In July, Esmé will turn four years old. An adorable towhead with hair as blond as straw, she believes that this next year will be a milestone. “I plan to stop sucking my thumb then,” she says, pulling her hand away from her mouth. “And,” she adds, in a sentence as mushy as oatmeal, “when I get four, I’ll learn how to backward somersault.”
Right now, Esmé’s life is about Halloween, funky shoes and her dog, Emma. Even though it’s springtime, with cherry blossoms outside her bedroom window, Esmé still talks about Halloween. “I was a bunny rabbit,” she explains in her distinctly high-pitched voice—a blend of excited shrieking and falsetto singing. In nearly every conversation with Esmé she will explain that she was a bunny—at least twice.
Around October, Esmé entered the stage of development when children begin to comprehend a temporal sense of the world. It’s when the cement begins to set. Her dad, Rob, also points out, “all of a sudden, she is very aware of her surroundings.” With a resigned sigh, he adds, “I can’t make promises and not come through any more.”
Named after J.D. Salinger’s short story, “For Esmé, With Love and Squalor,” Esmé is the daughter of Rob and Michelle, two urban bohemians. They were never married.
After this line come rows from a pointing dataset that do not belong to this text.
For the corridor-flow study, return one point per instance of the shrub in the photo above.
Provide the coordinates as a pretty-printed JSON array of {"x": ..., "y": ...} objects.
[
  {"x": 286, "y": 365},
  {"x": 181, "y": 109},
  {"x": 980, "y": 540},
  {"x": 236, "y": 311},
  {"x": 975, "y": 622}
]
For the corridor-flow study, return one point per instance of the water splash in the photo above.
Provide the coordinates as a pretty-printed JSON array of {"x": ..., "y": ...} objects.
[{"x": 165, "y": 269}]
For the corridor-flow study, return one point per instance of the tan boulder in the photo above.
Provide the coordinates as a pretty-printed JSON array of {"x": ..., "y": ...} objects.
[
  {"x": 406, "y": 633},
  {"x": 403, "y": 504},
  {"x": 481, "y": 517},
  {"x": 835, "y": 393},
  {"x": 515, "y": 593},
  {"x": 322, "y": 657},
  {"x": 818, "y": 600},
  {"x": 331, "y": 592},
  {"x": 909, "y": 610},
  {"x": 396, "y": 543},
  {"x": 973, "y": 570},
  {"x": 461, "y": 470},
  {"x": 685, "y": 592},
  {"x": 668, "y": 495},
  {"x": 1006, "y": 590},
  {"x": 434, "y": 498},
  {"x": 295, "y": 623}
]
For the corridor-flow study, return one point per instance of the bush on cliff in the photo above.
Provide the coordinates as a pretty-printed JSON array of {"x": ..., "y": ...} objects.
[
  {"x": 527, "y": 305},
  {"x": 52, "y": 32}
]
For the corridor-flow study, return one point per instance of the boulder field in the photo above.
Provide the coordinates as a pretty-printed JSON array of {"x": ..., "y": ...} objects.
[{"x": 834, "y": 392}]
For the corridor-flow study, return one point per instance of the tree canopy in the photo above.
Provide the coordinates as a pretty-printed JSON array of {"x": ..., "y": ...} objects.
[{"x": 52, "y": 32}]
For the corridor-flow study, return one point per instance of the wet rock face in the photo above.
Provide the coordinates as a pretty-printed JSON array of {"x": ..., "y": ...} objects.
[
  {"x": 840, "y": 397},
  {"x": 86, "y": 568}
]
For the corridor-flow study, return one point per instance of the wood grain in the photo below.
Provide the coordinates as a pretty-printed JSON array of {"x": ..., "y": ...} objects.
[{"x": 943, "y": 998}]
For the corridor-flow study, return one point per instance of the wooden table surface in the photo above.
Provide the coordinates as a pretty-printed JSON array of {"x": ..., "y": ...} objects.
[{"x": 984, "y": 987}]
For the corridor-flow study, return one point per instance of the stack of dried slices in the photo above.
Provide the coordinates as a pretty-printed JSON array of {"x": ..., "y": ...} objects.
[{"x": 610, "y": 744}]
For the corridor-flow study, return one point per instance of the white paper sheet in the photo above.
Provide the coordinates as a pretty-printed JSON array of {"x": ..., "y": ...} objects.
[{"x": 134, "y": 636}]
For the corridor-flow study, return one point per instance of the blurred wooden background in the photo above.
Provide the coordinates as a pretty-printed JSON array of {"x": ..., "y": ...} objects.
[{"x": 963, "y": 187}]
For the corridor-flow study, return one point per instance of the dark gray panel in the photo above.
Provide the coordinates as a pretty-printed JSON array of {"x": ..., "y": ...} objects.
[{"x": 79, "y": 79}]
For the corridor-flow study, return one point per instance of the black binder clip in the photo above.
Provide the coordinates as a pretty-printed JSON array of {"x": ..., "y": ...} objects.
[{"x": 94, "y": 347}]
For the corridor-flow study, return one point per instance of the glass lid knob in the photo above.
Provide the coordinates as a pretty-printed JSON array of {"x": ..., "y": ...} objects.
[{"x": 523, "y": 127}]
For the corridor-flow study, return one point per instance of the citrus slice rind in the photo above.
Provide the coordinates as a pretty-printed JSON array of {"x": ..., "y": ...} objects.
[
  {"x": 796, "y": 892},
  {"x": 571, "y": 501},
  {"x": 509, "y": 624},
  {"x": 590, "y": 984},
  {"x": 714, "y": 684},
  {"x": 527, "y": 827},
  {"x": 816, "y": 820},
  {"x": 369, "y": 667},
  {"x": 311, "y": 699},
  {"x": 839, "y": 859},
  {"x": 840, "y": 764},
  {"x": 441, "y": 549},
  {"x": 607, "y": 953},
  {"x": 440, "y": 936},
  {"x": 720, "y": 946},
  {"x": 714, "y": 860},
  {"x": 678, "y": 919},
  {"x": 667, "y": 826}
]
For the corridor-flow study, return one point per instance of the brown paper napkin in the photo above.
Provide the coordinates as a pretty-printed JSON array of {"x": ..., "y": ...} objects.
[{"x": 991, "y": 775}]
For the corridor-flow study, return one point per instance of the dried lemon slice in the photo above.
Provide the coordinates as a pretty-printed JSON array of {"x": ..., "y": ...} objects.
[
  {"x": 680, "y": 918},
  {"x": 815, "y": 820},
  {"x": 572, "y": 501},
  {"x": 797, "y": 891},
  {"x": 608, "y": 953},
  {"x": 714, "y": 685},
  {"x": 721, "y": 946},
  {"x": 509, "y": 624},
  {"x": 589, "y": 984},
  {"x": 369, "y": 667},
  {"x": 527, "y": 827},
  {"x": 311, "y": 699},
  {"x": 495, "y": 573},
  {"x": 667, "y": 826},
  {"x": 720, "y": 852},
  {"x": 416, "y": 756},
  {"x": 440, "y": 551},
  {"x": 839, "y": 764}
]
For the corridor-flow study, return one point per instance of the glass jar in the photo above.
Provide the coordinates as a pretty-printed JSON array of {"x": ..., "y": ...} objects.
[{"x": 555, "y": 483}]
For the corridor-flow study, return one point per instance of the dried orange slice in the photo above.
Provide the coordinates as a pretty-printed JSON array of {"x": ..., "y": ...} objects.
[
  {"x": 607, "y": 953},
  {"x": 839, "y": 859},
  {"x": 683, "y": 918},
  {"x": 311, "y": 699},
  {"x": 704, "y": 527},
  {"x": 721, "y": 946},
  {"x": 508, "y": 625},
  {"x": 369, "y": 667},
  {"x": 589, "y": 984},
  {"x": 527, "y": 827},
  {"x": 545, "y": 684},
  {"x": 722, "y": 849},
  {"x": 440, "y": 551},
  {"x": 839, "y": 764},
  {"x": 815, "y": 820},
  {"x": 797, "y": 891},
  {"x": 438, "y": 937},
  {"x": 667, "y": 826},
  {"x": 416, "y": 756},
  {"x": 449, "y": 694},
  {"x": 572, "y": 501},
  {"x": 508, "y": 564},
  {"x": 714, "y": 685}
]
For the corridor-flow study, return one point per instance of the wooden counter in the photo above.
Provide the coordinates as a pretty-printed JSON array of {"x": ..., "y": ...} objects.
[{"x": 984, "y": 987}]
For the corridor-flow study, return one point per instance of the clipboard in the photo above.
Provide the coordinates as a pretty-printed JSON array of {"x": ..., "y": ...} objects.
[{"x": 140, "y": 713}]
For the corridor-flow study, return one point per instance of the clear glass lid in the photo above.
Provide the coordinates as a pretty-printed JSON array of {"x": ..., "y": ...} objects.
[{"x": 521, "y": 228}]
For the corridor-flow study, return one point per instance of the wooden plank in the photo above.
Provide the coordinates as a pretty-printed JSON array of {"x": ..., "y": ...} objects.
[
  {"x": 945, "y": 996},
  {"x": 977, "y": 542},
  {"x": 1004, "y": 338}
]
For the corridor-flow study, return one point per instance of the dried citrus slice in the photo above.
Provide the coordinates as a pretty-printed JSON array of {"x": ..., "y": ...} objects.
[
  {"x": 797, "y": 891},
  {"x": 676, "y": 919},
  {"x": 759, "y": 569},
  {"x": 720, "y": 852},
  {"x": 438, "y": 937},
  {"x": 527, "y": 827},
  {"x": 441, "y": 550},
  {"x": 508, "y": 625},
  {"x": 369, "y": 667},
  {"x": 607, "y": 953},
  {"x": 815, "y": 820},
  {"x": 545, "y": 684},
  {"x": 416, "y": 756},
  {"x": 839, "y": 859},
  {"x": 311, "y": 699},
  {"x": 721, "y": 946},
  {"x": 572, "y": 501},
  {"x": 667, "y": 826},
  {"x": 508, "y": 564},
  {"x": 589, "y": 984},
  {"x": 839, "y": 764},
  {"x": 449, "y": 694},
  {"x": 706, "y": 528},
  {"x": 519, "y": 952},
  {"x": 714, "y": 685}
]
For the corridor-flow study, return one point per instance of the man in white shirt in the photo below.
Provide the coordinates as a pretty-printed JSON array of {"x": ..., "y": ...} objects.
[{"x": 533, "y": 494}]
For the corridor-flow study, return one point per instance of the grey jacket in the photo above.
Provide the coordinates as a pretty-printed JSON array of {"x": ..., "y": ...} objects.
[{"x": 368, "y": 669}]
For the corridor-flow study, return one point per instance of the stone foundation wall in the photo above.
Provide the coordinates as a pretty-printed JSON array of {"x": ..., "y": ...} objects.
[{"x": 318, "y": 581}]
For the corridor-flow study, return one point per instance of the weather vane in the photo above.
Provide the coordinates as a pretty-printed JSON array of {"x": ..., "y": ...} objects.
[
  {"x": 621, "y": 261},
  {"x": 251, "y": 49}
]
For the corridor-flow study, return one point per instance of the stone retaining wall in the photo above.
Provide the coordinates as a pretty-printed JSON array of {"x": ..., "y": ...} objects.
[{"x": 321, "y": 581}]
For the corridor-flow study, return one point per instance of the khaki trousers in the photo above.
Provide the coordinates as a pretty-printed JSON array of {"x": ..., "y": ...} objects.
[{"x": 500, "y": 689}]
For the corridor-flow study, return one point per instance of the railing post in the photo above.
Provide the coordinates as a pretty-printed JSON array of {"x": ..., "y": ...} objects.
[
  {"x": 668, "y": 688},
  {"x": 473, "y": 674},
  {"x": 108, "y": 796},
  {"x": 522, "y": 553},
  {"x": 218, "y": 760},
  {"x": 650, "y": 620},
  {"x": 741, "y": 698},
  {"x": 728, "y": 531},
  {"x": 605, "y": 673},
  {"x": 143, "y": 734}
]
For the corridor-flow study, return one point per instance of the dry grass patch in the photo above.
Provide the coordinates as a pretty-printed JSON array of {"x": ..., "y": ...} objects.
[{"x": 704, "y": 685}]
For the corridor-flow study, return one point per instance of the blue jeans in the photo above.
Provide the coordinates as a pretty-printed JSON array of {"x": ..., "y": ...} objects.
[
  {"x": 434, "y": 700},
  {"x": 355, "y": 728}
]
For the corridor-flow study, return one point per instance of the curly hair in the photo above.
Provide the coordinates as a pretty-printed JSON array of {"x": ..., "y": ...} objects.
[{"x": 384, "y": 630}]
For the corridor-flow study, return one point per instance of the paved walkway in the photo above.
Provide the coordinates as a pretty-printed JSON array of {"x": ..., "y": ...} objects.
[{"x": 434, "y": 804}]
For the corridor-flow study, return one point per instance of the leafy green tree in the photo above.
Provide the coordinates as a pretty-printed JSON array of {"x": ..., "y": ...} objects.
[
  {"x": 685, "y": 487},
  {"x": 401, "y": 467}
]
They both play ultimate frisbee. Last year, they separated when Michelle left to start a relationship with a woman on her ultimate team.
Rob is the publisher for the Portland Mercury, an alternative weekly in Oregon. Owned by the guys who launched the Onion, the Mercury is a sardonic and never-too-serious newspaper. Likewise, Rob is hardly an orthodox, stuffy publisher. When a local city councilmember refused to answer questions about his vote on a controversial resolution, Rob put out a $200 bounty for any reader who could elicit answers from the reticent politician. He also awarded an honorary bottle of whiskey to the winner—just like real news reporters use, he explained.
His parenting style has a similar flair—a mixture of New Age philosophy, purely juvenile fun and extremely earnest concerns about Esmé’s intellectual development. “No Disney,” he explains. Rob goes on to talk about how TV distracts from real interaction and about the integrity of the original Winnie-the-Pooh books. “Now they’ve been dumbed down—it’s all image, no text.” Esmé’s favorite toy is a black doll.
For the past year, Esmé has attended Heart & Hand. Connected to the Waldorf Schools, Heart & Hand emphasizes arts, creative play and cooperation. All the toys are made from wood. Every day the kids bake fresh bread.
In a year, Esmé will be old enough for kindergarten. Michelle hopes to home-school Esmé, but Rob thinks that the International School—a highly challenging, but more traditional program—may be best.
But Esmé isn’t interested in talk of her education. She stands on her feet and slips off her colorful sandals—left half pastel green, right half pink. “These are my friend’s,” she says. “But they don’t fit her.”
Esmé’s best friend, Shane, is more like a sister. They both attend Heart & Hand and constantly swap clothes and copy each other. Shane also dressed as a bunny rabbit this past Halloween.
Just then, an older skinny black dog wanders into the room. On the dog’s butt is a sticker advertising the Portland Mercury.
When asked whether she put the bumper sticker on the dog, Esmé vehemently shakes her head. “Emma did that herself,” she says. Dropping to all fours, she squirms and twists her feet around like an epileptic yoga instructor. “With her foot,” she explains, presumably displaying how this is possible. To add credibility to her claim about her dog’s wondrous talents, Esmé adds, “but that’s all that she can do.”